The performance and mechanism of Ag-doped CeO2/TiO2 catalysts in the catalytic oxidation of gaseous elemental mercury

Abstract

To improve the ability of CeO₂/TiO₂ catalysts to catalyze the oxidation of gaseous elemental mercury, silver was introduced. Doping with Ag can significantly enhance the Hg⁰ oxidation ability of CeO₂/TiO₂. In addition, the temperature window was widened (from 150 to 450 °C). The catalysts were characterized by TEM, XRD, XPS and H₂-TPR. The results indicated that silver nanoparticles can be loaded on the TiO₂ support. The catalysts had better crystallization and higher redox ability after addition of silver. Silver existed mostly in its metallic state, which can keep Ce in a higher Ce(IV) state.

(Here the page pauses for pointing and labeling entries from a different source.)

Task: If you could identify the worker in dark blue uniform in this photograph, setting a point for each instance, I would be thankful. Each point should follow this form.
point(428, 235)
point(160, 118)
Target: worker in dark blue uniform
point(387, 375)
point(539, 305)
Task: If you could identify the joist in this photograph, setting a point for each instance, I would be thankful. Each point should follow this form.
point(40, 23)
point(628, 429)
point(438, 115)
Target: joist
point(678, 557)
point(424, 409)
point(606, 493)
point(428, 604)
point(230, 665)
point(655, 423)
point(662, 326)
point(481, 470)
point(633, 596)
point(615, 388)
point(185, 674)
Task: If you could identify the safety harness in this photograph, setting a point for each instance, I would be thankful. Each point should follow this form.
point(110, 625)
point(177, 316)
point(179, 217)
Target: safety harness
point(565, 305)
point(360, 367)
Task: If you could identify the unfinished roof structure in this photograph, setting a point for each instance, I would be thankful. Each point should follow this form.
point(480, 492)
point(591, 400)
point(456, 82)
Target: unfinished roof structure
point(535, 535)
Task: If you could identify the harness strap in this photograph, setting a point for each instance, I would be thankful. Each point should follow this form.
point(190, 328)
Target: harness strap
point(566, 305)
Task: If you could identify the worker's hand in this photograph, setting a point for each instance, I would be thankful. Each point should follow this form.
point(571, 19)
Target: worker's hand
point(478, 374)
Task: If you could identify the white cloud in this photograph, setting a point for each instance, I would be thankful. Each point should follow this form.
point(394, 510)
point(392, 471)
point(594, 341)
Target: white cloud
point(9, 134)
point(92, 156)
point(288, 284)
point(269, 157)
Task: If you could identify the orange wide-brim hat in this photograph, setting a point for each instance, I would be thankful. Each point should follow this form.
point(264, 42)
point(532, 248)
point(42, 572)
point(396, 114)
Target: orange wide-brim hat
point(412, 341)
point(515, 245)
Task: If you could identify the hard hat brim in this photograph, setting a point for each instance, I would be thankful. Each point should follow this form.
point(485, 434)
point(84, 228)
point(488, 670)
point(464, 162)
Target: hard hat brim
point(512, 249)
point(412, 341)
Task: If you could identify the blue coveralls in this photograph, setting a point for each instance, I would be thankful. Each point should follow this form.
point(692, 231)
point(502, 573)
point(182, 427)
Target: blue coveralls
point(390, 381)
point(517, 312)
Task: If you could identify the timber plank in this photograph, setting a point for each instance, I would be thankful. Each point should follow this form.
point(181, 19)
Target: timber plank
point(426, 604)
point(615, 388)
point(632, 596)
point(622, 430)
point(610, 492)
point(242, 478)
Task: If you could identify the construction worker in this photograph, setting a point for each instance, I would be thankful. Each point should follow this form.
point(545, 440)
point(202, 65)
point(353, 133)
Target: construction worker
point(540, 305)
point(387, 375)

HCl was oxidized into active Cl by CeO₂ and then was adsorbed on the silver nanoparticles. In addition to the HCl and Hg⁰ breakthrough experiments, a Hg⁰ desorption experiment and a Cl₂ yield experiment were conducted to study the catalytic mechanisms of elemental mercury oxidation over various temperature ranges; these experiments indicated that the reaction followed the Langmuir–Hinshelwood mechanism at low temperature, and the Eley–Rideal mechanism and homogeneous gas-phase reaction at high temperature. Furthermore, a mercury valence state change experiment was performed, which indicated that HCl was the major catalytic oxidization component.